Hackers of India

PowerPreter: Post Exploitation Like a Boss

By  Nikhil Mittal  on 03 Aug 2013 @ Defcon


Presentation Material

Abstract

Powerpreter is “The” post exploitation tool. It is written completely in powershell which is present on all modern Windows systems. Powerpreter has multiple capabilties which any post exploitation shell worth its salt must have, minus the detection by anti virus or other countermeasure tools. Powerpreter has, to name a few, functions like stealing infromation, logging keys, dumping system secrets, in-memory code execution, getting user credenitals in plain, introducing vulnerabilties, stealing/modifying registry, web server and impersonate users. It is also capable of backdooring a target using multiple methods/payloads which could be controlled using top third party websites.

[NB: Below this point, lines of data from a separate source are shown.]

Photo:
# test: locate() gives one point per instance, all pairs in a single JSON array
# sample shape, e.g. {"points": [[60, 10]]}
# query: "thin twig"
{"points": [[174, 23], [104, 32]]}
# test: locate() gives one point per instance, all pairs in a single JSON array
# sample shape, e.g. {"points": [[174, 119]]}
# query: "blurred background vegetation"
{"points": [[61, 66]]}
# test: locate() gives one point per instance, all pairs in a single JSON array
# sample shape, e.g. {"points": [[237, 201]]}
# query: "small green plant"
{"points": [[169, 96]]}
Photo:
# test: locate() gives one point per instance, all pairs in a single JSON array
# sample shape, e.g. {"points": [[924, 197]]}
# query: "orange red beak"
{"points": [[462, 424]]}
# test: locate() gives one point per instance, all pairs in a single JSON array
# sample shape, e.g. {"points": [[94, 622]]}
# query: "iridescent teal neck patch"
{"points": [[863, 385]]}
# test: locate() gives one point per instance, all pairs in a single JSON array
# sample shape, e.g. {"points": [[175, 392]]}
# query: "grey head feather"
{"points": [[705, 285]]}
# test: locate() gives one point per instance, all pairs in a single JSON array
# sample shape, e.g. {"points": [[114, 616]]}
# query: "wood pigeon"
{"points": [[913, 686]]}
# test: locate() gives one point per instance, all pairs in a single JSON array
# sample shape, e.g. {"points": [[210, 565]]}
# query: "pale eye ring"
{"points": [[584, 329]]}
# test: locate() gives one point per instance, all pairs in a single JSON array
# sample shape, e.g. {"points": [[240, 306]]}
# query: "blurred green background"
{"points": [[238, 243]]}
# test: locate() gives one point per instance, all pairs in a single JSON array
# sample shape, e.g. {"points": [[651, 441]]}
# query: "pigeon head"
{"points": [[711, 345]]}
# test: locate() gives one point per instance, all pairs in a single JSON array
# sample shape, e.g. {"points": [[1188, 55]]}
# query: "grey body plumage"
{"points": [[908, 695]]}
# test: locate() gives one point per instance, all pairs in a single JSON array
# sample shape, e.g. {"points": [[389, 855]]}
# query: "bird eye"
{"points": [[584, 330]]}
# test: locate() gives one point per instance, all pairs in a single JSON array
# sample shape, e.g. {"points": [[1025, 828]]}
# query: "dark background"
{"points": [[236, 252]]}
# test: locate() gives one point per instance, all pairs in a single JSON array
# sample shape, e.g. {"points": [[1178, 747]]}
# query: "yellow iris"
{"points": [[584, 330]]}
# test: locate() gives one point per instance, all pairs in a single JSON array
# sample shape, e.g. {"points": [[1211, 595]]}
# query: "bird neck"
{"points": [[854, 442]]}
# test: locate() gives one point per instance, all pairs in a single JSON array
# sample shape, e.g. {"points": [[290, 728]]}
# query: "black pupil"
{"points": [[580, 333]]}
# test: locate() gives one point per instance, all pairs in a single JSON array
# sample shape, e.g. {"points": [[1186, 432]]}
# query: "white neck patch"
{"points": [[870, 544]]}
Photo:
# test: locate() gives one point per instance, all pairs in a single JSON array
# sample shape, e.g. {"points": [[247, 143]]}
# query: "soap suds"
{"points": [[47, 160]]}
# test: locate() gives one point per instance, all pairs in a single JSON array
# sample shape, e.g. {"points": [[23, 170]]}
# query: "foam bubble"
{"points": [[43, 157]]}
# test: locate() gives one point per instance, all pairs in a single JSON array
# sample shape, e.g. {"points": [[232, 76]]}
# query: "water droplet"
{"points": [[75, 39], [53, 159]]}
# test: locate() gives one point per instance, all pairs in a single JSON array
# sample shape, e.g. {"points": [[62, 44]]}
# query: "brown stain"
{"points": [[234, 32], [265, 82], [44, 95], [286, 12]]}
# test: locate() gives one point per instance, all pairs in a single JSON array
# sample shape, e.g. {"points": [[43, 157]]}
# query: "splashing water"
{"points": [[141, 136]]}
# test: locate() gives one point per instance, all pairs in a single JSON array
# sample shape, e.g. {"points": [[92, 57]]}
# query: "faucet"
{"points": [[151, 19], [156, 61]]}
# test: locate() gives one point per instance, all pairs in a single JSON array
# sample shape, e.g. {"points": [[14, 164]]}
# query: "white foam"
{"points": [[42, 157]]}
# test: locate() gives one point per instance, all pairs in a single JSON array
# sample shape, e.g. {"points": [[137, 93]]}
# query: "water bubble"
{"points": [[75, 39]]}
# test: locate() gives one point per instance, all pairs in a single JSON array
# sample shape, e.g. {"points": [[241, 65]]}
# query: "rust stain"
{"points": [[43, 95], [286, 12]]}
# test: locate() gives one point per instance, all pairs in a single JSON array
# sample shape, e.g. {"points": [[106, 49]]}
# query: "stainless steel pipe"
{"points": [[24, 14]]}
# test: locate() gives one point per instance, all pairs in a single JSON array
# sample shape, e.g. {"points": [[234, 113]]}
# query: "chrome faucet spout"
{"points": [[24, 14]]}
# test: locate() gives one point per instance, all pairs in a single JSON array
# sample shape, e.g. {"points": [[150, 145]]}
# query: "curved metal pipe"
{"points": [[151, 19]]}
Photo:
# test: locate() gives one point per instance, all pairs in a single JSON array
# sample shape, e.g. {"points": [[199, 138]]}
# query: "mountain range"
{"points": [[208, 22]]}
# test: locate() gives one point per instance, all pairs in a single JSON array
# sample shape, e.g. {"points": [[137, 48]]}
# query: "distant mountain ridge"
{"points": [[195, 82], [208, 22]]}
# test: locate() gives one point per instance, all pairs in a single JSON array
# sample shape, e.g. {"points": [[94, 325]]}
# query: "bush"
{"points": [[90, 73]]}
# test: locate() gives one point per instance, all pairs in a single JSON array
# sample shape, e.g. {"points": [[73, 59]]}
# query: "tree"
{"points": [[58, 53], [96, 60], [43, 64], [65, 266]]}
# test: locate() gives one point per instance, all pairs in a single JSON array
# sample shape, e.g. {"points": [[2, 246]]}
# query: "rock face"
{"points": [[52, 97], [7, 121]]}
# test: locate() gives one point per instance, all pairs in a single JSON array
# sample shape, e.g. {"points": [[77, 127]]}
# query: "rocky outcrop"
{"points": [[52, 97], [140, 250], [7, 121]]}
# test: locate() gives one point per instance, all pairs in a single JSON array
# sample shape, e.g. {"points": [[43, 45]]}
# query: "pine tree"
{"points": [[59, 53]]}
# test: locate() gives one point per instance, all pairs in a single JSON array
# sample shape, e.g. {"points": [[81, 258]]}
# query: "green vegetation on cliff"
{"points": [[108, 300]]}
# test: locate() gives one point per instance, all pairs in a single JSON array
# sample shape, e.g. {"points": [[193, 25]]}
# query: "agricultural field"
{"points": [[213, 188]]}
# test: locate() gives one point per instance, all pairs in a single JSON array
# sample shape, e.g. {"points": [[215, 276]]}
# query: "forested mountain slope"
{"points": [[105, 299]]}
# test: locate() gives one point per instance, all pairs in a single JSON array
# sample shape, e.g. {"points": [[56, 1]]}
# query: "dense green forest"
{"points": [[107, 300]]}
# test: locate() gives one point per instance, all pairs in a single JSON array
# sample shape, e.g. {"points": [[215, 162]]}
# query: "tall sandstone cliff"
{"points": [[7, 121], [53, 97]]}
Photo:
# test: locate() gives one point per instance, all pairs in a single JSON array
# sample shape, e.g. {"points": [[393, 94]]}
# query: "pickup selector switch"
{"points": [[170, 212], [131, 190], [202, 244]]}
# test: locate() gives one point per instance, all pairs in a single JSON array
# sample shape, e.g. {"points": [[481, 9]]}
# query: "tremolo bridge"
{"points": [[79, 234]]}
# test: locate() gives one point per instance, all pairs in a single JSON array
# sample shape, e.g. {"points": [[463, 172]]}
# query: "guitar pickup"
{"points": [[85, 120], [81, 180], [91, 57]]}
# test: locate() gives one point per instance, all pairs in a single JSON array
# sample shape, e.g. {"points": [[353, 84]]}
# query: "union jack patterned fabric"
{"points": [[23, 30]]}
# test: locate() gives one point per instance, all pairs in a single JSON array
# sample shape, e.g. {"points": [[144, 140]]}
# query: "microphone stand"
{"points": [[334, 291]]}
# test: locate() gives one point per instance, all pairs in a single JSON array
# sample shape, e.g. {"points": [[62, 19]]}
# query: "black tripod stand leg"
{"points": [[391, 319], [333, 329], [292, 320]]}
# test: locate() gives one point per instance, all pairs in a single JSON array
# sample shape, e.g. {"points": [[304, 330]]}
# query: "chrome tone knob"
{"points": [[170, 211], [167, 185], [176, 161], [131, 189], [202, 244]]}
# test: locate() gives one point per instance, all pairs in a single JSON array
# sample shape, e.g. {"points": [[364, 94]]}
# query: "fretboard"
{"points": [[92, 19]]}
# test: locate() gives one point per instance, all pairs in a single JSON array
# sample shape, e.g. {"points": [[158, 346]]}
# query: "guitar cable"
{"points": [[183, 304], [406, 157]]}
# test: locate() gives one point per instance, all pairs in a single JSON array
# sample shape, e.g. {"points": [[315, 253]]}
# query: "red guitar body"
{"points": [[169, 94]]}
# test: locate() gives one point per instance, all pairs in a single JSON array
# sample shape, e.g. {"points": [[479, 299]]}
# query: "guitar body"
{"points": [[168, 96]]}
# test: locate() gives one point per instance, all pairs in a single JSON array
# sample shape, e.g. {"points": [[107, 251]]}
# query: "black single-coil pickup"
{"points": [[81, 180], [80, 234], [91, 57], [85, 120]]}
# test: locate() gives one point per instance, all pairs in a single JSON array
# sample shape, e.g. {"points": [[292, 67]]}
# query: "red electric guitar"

Based on available privs, it could be used to pivot to other machines on a network and thus execute commands, code, powershell scripts etc. on those. It also contains a web shell which includes all these functionalities. It also has limited ability to clean up the system and tinker with logs. Almost all the capabilities of Powerpreter are persistent across reboots, memory resident and hard to detect. Powerpreter uses powershell which enables it not to use any “foreign” code. It could be deployed in a skeleton mode which pulls functionality from the internet on demand. It aims to improve Windows post exploitation practices and help in the most important phase of a Pen Test. The talk will be full of live demonstrations.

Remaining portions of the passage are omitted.